Back on October 9th 2007, two days before the DJIA made an all time high, I posted a piece called Bull Fish examining the excesses of the bull feeders at a time when the market was chasing prices up with the same intelligence that it is currently selling prices off, little. While there have clearly been dynamic disruptions in the mark to market aspects of debt paper and subsequently real financial hits as well as a loss of confidence in some financial business operations, the bear has completely been consumed with a reasoning which dismisses the massive monetary intervention taking place. Betting against the Fed's ability to regulate this current weakness with a Fed Chairman who will spare no efforts in avoiding having his name next to a historical footnote which reads ' see Hoover', is a tactical blunder.
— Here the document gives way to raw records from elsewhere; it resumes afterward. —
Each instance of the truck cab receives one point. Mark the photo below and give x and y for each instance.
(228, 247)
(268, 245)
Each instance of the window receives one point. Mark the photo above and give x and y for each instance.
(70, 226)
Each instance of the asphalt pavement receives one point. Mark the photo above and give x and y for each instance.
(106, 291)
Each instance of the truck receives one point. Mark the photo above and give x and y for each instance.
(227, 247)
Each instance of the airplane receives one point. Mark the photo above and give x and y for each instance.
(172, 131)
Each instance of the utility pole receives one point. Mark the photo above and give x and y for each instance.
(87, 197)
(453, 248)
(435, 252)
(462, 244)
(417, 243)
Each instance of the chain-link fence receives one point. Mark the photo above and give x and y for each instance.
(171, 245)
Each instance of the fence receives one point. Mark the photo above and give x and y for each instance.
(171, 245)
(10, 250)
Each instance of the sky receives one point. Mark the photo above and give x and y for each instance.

The break has now become a media event hyped with the same market format hysteria which drove the bull side crap for years. Investing in down has become a marketable strategy in an environment without any confidence in presidential leadership or the stewards of brokerage and banks. Anyone with any significant professional trading experience will tell you that big down pays off much quicker that big up. Having been left with idiotic strategies which could not cover any meaningful downside risk in a sub prime environment, hedge firms and big brokerage have moved to quick adaptive sell side strategies. This is not to be conspiratorial, rather strategies have emergent characteristics which lend themselves to be adopted by everyone as was clearly demonstrated when all ended up with the same sub prime calculated risk formulas.
Just as a significant segment of professional managers misread the structure of market price value earlier, we have entered a price trap scenario where the price liquidity could be tenuous for those needing to cover. This is not the beginning of a new bull phase but a mechanical reaction triggered by the velocity of preposterous positioning.